The sound that the nurse hears is a bronchial breath sound. Bronchial breath sounds are loud, high-pitched sounds that resemble air blowing through a hollow pipe. The expiration phase is louder and longer than the inspiration phase, and there is a distinct pause between the inspiration and expiration phase. Bronchial breath sounds normally are heard only over the manubrium. When they are heard over the periphery of the lung, they indicate abnormal sound transmission because of consolidation of lung tissue, as in pneumonia. A pleural friction rub is a superficial, low-pitched, coarse rubbing or grating sound that sounds like two surfaces rubbing together and is heard in the client with pleurisy. Vesicular breath sounds normally are heard over the lesser bronchi, bronchioles, and lobes (peripheral lung fields). These sounds are soft and low-pitched and resemble a sighing or gentle rustling. Bronchovesicular breath sounds normally are heard over the first and second intercostal spaces at the sternal border anteriorly and at T4 medial to the scapula posteriorly. These sounds are a mixture of bronchial and vesicular breath sounds and are moderately pitched with a medium intensity.

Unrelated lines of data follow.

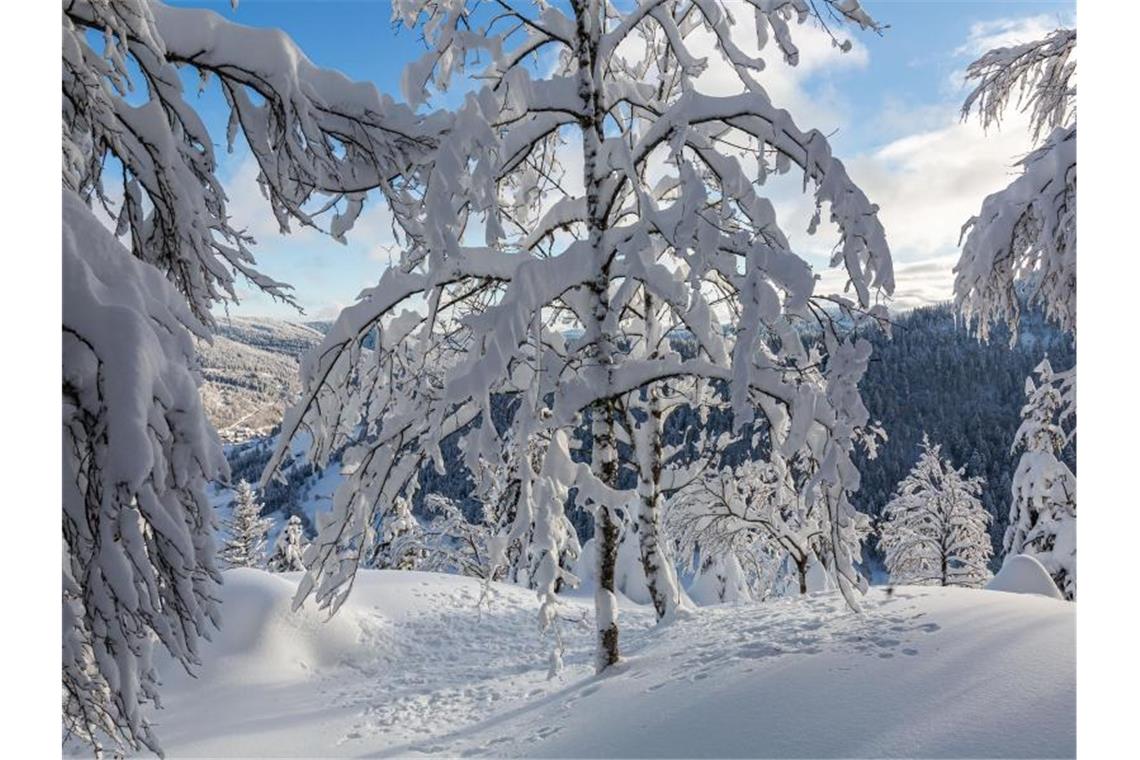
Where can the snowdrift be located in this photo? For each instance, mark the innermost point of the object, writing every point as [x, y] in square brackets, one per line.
[425, 664]
[1024, 574]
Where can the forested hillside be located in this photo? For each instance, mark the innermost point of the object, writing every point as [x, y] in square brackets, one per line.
[251, 373]
[929, 376]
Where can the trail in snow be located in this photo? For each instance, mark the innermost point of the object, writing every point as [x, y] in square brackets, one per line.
[414, 664]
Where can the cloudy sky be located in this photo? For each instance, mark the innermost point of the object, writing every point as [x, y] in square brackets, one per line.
[890, 107]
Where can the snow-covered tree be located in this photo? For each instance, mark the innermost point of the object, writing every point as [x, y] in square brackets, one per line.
[400, 544]
[246, 544]
[516, 233]
[1022, 245]
[1042, 516]
[934, 529]
[138, 451]
[756, 514]
[288, 548]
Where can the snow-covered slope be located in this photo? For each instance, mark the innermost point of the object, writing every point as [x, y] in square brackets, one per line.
[251, 373]
[413, 665]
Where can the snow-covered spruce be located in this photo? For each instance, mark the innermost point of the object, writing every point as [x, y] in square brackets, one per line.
[757, 517]
[288, 550]
[246, 544]
[934, 530]
[1023, 242]
[1042, 515]
[506, 247]
[138, 451]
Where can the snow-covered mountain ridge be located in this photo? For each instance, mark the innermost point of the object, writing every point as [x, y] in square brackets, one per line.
[250, 373]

A client with chronic obstructive pulmonary disease (COPD) on bed rest is weaned from the ventilator before transferring to a medical unit. To adequately restore client strength before getting the client out of bed, which is the priority client activity for the nurse to incorporate in the plan of care?

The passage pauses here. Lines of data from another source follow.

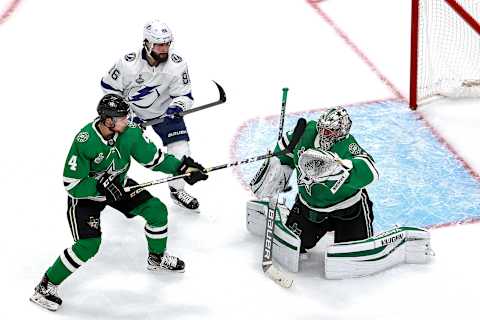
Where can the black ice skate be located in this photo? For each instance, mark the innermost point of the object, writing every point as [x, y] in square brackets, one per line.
[45, 295]
[184, 200]
[159, 262]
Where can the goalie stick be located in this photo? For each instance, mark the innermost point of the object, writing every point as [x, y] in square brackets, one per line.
[297, 134]
[222, 99]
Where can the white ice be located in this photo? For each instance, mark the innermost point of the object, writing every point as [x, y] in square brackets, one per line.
[53, 54]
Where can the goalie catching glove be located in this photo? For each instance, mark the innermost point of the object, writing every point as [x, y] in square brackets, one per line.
[271, 178]
[195, 170]
[321, 165]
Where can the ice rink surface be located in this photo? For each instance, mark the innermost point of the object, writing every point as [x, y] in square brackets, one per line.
[328, 53]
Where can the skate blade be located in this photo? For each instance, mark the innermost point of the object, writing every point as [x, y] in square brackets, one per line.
[44, 303]
[157, 269]
[181, 206]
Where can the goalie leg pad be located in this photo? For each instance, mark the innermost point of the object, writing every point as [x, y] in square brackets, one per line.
[365, 257]
[271, 178]
[286, 244]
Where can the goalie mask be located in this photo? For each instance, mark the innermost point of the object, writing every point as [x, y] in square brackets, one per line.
[333, 125]
[156, 32]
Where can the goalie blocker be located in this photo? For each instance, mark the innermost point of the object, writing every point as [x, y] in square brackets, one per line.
[345, 259]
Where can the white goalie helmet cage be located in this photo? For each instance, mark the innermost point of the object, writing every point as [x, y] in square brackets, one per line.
[333, 125]
[156, 32]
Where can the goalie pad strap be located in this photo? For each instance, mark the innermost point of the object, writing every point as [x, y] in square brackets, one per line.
[286, 244]
[271, 178]
[378, 253]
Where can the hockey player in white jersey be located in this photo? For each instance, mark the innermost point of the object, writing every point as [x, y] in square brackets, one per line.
[155, 82]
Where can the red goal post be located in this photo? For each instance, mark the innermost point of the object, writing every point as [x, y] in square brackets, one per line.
[445, 49]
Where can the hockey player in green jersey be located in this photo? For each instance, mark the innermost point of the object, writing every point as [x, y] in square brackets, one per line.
[332, 174]
[95, 175]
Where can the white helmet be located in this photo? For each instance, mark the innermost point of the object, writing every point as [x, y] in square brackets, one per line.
[157, 32]
[334, 125]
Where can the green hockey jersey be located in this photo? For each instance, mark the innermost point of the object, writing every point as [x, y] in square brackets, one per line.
[318, 196]
[91, 155]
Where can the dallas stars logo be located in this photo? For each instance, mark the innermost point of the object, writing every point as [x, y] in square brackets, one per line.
[303, 179]
[112, 171]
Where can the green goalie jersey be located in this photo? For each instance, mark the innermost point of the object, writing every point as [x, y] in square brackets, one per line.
[91, 155]
[318, 196]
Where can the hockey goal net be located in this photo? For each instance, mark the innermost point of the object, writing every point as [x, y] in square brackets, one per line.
[445, 49]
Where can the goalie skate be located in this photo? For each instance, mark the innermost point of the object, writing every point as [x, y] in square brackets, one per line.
[184, 199]
[165, 262]
[45, 295]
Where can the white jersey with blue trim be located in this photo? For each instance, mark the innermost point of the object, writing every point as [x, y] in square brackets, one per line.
[150, 90]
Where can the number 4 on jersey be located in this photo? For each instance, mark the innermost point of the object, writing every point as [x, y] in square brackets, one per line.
[73, 163]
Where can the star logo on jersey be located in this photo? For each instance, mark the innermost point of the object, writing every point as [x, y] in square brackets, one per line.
[295, 229]
[302, 178]
[94, 223]
[99, 158]
[112, 171]
[140, 80]
[82, 136]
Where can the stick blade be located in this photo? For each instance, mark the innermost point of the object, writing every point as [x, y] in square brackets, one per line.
[223, 97]
[297, 134]
[279, 277]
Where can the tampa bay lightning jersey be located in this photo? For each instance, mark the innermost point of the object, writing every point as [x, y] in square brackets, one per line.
[150, 90]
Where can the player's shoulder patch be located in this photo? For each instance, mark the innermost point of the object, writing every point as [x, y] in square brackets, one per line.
[176, 58]
[82, 137]
[132, 124]
[354, 149]
[130, 56]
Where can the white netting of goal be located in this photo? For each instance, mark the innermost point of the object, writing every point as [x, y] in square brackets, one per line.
[448, 50]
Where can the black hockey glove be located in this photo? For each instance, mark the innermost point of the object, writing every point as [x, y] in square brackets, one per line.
[195, 169]
[110, 186]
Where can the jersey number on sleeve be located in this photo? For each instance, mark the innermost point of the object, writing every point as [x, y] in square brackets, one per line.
[73, 163]
[185, 78]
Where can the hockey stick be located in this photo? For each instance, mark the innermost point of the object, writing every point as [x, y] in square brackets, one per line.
[269, 269]
[297, 134]
[220, 100]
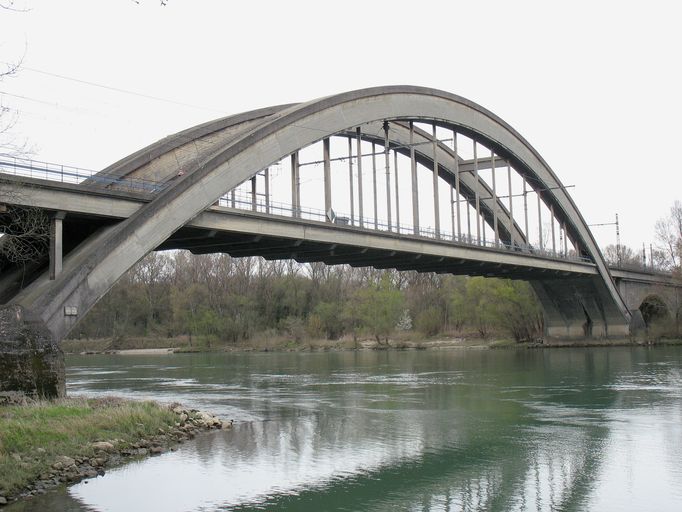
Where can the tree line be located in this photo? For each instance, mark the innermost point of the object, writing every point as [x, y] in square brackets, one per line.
[217, 297]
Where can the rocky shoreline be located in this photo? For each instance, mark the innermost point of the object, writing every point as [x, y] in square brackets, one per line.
[114, 452]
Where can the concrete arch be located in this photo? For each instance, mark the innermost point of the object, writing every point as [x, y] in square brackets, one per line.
[257, 141]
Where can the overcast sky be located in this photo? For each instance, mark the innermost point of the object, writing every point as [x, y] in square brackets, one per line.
[594, 86]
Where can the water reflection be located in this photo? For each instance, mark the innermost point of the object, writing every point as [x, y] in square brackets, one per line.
[471, 430]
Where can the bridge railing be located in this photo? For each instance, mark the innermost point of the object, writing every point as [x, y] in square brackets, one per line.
[75, 175]
[245, 201]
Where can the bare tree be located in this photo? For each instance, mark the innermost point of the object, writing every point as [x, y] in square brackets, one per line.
[24, 233]
[622, 256]
[669, 237]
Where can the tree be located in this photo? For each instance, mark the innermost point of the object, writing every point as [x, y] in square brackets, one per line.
[380, 307]
[622, 256]
[669, 237]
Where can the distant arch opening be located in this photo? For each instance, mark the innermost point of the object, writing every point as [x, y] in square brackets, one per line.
[653, 310]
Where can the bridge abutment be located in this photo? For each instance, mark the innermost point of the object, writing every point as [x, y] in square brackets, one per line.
[31, 362]
[579, 308]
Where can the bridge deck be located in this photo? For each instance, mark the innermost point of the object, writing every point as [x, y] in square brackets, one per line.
[245, 233]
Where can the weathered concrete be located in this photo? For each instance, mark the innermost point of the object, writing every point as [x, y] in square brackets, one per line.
[30, 359]
[232, 150]
[579, 307]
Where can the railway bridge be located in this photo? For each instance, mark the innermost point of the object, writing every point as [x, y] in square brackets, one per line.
[399, 177]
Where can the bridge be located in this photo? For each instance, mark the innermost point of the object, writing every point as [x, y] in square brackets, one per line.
[426, 181]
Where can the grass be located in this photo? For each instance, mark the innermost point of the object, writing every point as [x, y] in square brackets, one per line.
[33, 435]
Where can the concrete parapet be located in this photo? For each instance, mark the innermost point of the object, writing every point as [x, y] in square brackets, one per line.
[31, 362]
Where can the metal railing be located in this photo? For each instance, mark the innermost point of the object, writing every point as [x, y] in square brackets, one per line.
[244, 201]
[68, 174]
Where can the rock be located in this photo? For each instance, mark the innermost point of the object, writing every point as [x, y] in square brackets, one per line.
[97, 462]
[104, 446]
[64, 462]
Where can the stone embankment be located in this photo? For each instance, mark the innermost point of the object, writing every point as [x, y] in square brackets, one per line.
[113, 452]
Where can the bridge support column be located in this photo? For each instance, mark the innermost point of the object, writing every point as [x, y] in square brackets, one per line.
[31, 362]
[579, 308]
[56, 244]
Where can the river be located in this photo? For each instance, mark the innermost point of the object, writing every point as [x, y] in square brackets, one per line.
[472, 429]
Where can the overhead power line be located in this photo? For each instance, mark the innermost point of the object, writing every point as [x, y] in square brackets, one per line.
[120, 90]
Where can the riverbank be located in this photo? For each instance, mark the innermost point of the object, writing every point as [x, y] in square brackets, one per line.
[180, 344]
[44, 444]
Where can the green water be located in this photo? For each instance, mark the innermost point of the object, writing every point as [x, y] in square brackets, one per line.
[562, 429]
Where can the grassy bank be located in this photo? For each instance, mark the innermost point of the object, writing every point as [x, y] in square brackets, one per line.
[273, 343]
[35, 435]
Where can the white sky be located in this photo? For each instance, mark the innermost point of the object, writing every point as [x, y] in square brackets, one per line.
[594, 86]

Therapy for COPD usually includes glucocorticoids that carry a high risk of complications such as muscle and bone wasting, fragile skin, impaired immune functioning, and fluid retention, so the nurse must restore some client strength before attempting to get the client out of the bed. Because the client is likely to be weak from bed rest and lack of activity during mechanical ventilation and treatment, the nurse establishes outcomes for the client, including restoration of pulmonary, cardiovascular, and musculoskeletal functioning to return to baseline functioning. To begin safely, the nurse instructs the client to reposition himself in bed to exert force on muscles and bones, helping to reverse the tissue loss incurred during bed rest. The nurse initially positions a client with COPD at 45 degrees or higher until the client can tolerate a lower position and still maintain adequate oxygenation. Self-repositioning can be followed with dangling at the bedside and sitting in the chair before attempting ambulation. Active flexing and extending ankles is very important to prevent a thromboembolic event related to bed rest, but this activity will not adequately restore strength.